Growing Power’s Chicago Projects Office officially opened in February of 2002 to manage resource development and the technical assistance needed to assist emerging Community Food Centers and urban and small farm projects in the metropolitan Chicago area. The Chicago office has established projects that have received national recognition and exemplify the mission of the organization. In Chicago, we are currently farming over 12 acres of land within the city!
Urban Farm Sites in Chicago:
Iron Street Farm, established 2010
3333 S. Iron Street, Chicago, IL 60608
An abandoned food hub on the south side of Chicago, Iron Street Farm is a 7-acre farm and warehouse with eight hoop houses for year round production, vermicompost, mushroom production, an apiary and urban pygmy goats. Iron Street Farm is also one of two composting facilities in Chicago, recycling over 450,000 lbs of “waste” each year.
In partnership with the Chicago Park District, this “landscaped” urban farm demonstrates how to grow an abundance of vegetables, culinary herbs and edible flowers in a beautiful and productive way. Teens are trained on this site to grow food and give tours to the approximately 10,000 people who walk past this site annually.

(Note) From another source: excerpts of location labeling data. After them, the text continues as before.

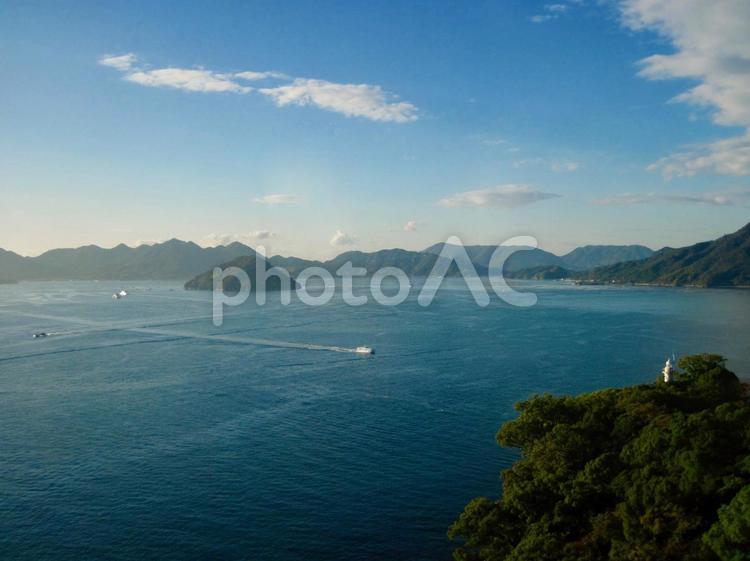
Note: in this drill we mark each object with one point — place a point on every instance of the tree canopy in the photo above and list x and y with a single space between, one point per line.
656 471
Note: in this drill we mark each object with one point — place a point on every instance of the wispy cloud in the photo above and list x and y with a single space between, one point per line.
712 46
502 196
352 100
730 198
213 240
121 62
342 238
278 199
558 166
730 156
410 226
256 76
186 79
550 12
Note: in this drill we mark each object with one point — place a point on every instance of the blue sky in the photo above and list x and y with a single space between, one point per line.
319 127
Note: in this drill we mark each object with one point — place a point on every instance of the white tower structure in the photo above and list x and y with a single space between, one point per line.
668 372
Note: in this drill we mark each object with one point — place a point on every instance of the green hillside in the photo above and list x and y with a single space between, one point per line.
657 471
722 262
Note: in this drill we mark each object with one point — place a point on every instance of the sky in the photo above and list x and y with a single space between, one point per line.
313 128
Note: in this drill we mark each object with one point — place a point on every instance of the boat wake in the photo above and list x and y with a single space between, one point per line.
160 330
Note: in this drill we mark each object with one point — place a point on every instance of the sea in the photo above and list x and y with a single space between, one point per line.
140 430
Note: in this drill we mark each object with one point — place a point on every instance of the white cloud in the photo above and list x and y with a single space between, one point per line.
352 100
121 62
502 196
564 166
213 240
730 156
341 238
187 79
410 226
712 46
278 199
255 76
541 18
729 198
551 11
558 166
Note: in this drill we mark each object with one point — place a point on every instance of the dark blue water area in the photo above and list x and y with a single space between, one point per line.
139 430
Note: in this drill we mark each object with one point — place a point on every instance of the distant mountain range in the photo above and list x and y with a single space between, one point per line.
170 260
722 262
580 259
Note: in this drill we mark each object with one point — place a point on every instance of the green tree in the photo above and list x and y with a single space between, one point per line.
657 471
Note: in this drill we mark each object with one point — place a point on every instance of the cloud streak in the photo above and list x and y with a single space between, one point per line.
352 100
731 198
712 46
501 196
278 199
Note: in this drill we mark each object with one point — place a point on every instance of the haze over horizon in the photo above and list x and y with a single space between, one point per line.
312 132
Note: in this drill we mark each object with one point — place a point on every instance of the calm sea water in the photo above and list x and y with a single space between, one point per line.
140 431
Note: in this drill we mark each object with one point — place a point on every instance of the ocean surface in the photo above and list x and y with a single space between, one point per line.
138 430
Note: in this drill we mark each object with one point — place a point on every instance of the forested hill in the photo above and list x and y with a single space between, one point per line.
653 472
722 262
171 260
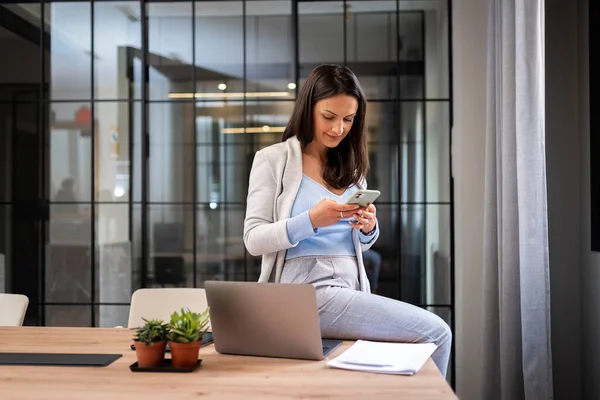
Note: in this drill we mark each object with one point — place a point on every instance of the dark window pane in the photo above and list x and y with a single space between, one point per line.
111 316
20 37
68 254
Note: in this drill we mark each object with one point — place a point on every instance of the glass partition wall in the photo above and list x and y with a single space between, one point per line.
128 130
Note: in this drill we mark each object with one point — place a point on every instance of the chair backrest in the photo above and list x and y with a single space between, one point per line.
12 309
160 303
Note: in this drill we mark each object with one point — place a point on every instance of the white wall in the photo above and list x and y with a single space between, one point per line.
469 24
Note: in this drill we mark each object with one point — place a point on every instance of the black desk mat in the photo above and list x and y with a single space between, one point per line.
56 359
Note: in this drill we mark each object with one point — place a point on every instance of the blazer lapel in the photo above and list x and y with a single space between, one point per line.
291 179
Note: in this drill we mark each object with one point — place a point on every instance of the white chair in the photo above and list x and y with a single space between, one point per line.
161 302
12 309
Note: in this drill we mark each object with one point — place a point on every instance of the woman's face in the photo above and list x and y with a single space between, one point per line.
333 118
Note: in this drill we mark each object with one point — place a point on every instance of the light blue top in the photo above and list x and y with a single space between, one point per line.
332 240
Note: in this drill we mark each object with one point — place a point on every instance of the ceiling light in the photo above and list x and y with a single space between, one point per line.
222 95
262 129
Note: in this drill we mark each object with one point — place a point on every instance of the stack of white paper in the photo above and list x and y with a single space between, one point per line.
384 358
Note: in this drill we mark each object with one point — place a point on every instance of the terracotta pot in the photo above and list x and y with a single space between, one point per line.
150 355
184 355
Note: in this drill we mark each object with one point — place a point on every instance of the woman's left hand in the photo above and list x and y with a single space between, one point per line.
365 219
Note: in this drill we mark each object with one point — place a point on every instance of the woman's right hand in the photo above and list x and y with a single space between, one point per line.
328 212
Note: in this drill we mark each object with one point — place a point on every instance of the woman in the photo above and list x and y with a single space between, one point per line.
297 220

Jackson Park Urban Farm and Allotment Garden, established 2006
Near the intersection of Stoney Island and Marquette Avenue
The Jackson Park garden is a place where neighbors can come together to grow good, safe food on the South Side. Over 20 community gardeners steward this land preserved by the Chicago Park District.
This dynamic urban farm is a Chicago Housing Authority (CHA) project with over 3-acres of growing space. The site has 8 hoop-houses for year-round production and an active apiary. During the summer months, 100 teens are employed on the site, learning farming, culinary, composting and active transport of produce. During the school year, in partnership with Carver High School and After School Matters, 15 teens are employed on the site.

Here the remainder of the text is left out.